Tersine süreç bu noktadan sonra başladı. Seçimleri yenileyerek iktidarı yeniden almak isteyen ve bu yüzden 7 Haziran seçimlerinin sonuçlarını fiilen tanımayan AKP iktidarı, Suruç’ta, Ankara Garı’nda HDP’ye karşı bombalı saldırılar düzenleyerek; HDP’nin en yüksek oy oranına ulaştığı il ve ilçelerde savaşı ve devlet terörünü fiilen başlatarak, ayrıca HDP binalarına ve mitinglerine yönelik saldırılar düzenleyerek, partiyi kapatma tehdidiyle baskı altına alarak; diğer yandan PKK, bu savaşa savaşla karşılık vererek, hiçbir gerçekleşme koşulu olmadığı halde “özyönetim”ler “ilan edip” şehir ve kasabalarda, kesinlikle geri çekilme ve kendini koruma koşullarının olmadığı ortamlarda, gerilla savaşının bile mantığına aykırı bir şekilde hendek kazıp hem gençleri hem de buralarda yaşayan halkı canavarın ağzına iterek; bununla da kalmayıp, HDP’nin “parlamentoyu işletmediği” türü haksız eleştiriler yönelterek el birliğiyle HDP’yi kıskaca aldılar. 

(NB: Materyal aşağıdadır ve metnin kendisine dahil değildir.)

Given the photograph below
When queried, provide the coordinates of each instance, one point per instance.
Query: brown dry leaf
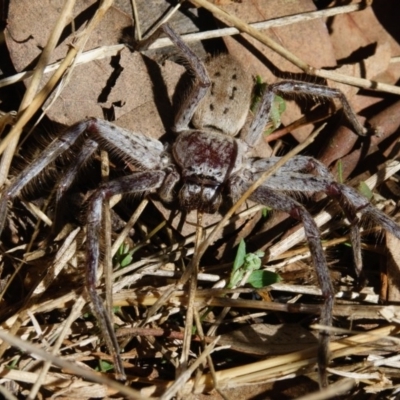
(352, 34)
(308, 40)
(391, 277)
(264, 339)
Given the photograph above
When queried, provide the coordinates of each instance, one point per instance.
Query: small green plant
(246, 269)
(123, 257)
(104, 366)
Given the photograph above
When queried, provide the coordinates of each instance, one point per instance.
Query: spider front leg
(285, 88)
(285, 203)
(137, 183)
(128, 145)
(200, 88)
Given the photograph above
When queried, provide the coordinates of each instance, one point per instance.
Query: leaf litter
(138, 93)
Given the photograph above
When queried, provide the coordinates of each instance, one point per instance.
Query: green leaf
(240, 256)
(105, 366)
(259, 279)
(365, 190)
(340, 171)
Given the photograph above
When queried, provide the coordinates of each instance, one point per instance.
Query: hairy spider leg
(198, 90)
(138, 182)
(280, 201)
(284, 88)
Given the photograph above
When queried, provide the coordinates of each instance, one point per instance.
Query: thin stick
(308, 69)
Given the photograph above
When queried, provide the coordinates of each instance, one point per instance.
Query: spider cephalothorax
(207, 161)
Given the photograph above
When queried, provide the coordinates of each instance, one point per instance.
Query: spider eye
(203, 198)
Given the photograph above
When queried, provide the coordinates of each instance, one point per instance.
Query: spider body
(206, 161)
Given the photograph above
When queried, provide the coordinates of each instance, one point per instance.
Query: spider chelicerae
(206, 162)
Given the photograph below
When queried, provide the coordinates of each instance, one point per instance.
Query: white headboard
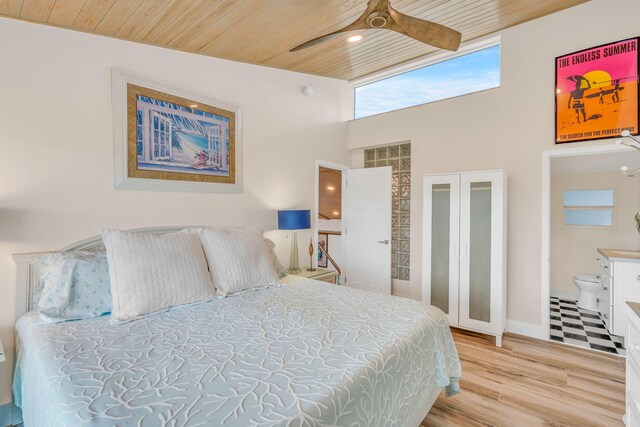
(26, 282)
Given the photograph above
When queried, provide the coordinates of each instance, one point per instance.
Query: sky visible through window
(458, 76)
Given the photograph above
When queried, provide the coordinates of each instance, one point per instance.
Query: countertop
(635, 306)
(620, 255)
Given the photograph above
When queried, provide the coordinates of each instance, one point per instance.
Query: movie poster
(597, 92)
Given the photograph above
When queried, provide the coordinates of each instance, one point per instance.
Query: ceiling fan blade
(425, 31)
(358, 24)
(319, 40)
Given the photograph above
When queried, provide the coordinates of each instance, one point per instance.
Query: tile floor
(583, 328)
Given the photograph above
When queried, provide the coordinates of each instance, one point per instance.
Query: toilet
(589, 287)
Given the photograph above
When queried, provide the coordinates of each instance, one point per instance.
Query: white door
(368, 229)
(441, 230)
(482, 203)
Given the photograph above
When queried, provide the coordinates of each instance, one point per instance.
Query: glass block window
(399, 158)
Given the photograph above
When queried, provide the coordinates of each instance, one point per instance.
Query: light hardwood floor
(529, 382)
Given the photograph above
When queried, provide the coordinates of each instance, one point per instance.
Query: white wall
(505, 128)
(573, 249)
(56, 162)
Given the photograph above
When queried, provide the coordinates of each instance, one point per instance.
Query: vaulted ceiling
(262, 31)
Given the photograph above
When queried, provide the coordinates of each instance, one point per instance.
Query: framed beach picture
(173, 140)
(597, 92)
(323, 240)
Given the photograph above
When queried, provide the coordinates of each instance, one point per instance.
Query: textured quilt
(304, 354)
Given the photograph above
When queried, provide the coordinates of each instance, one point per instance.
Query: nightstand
(322, 274)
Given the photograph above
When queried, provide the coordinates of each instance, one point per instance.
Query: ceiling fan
(380, 15)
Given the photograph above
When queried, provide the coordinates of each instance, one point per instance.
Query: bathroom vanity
(620, 282)
(632, 415)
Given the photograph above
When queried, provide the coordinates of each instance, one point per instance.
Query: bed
(305, 353)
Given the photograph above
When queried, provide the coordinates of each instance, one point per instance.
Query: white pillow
(150, 272)
(239, 259)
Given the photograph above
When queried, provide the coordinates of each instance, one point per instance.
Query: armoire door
(441, 240)
(481, 248)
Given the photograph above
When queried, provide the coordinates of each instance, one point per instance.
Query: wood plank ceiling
(262, 31)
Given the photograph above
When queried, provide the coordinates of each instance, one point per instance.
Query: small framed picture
(597, 92)
(323, 240)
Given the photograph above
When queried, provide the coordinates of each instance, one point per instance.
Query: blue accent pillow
(73, 285)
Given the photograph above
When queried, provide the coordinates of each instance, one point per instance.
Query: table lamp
(294, 219)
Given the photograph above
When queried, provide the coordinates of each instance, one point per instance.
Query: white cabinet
(464, 249)
(632, 395)
(620, 278)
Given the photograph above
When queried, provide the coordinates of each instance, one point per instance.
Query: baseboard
(10, 415)
(561, 293)
(527, 329)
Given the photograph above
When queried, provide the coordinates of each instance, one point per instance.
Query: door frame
(316, 202)
(545, 259)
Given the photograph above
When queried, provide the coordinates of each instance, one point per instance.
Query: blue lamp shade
(294, 220)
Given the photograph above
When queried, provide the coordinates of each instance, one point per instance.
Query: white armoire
(464, 271)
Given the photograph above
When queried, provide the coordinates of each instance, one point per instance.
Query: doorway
(328, 223)
(589, 205)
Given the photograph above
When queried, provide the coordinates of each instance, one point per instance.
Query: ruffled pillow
(73, 285)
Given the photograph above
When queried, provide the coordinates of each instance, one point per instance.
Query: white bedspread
(305, 354)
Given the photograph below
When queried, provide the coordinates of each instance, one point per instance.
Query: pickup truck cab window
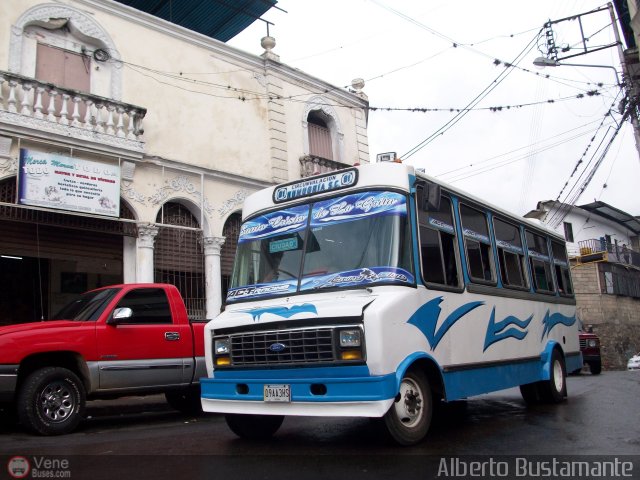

1 Kasım seçimlerine böyle gelindi. Sonuç malum. HDP yüzde iki buçuk oranında oy ve yirmi kadar milletvekili kaybetti, daha da önemlisi AKP, MHP’den ve HDP’den kazandığı oylarla oyunu yüzde 41’den yüzde 49’a yükseltip iktidarı yeniden tek başına ele geçirdi. AKP’nin bu sonucu elde etmesinde PKK ve MHP’nin politikaları belirleyici oldu. 


Ne var ki, AKP’nin korkulu rüyası haline gelmiş, özgürlük şarkılarıyla gönülleri fethetmiş HDP’nin öldürülmesi işlemi henüz tamamlanmamıştı. AKP iktidarı, hem devlet güvenlik gücü mensuplarına, hem ailelerine, hem de sözde özyönetim ilan edilip hendek açılan yerlerdeki gençlere, ailelerine ve buralarda yaşayan, ağırlıkla Kürt nüfusa kan ve gözyaşı, zulümden başka bir şey getirmeyen ve dahası özgürlükçü kamuoyunu ve tüm toplumu paralize eden savaşı daha da yoğunlaştırarak sürdürdü. Bodrumlara sığınan insanları bebek, çocuk demeden katletti. Çaresizlikle bodrumlara sığınmış, ambulans bekleyen yaralı, kan kaybeden, susuz kalmış insanları, “silahlı olabilirler” gibi komik bir gerekçeyle uzun ve yavaş bir ölüme sürükledi. Sokak ortasında öldürülmüş kadınların çıplak bedenleri günlerce ortalıkta bırakıldı. Yandaşlar, aktroller “beş yüz leş aldık” diye naralar attılar. Böyle adice bir tutumu savaş sırasında Naziler bile göstermemiştir. PKK de, aslında hiçbir şekilde gerilla savaşının mantığıyla uyuşmayan karşıt savaşı kör gözüm parmağına sürdürmekte ısrar etti. Zaten bir kere o hendekler kazıldıktan ve o gençler orada hiçbir kaçış koşulları olmadan mevzilendirildikten sonra yok oluncaya kadar bu savaşın sürdürülmek zorunda olduğu belliydi. Güçler böylesine eşitsiz bir savaşa sürülmeden önce bunun sonuçları düşünülmeliydi. Kandil’de komutanlık oynayanlar ne yazık ki, bunları düşünecek bir ferasetten yoksun olduklarını ortaya koydular. 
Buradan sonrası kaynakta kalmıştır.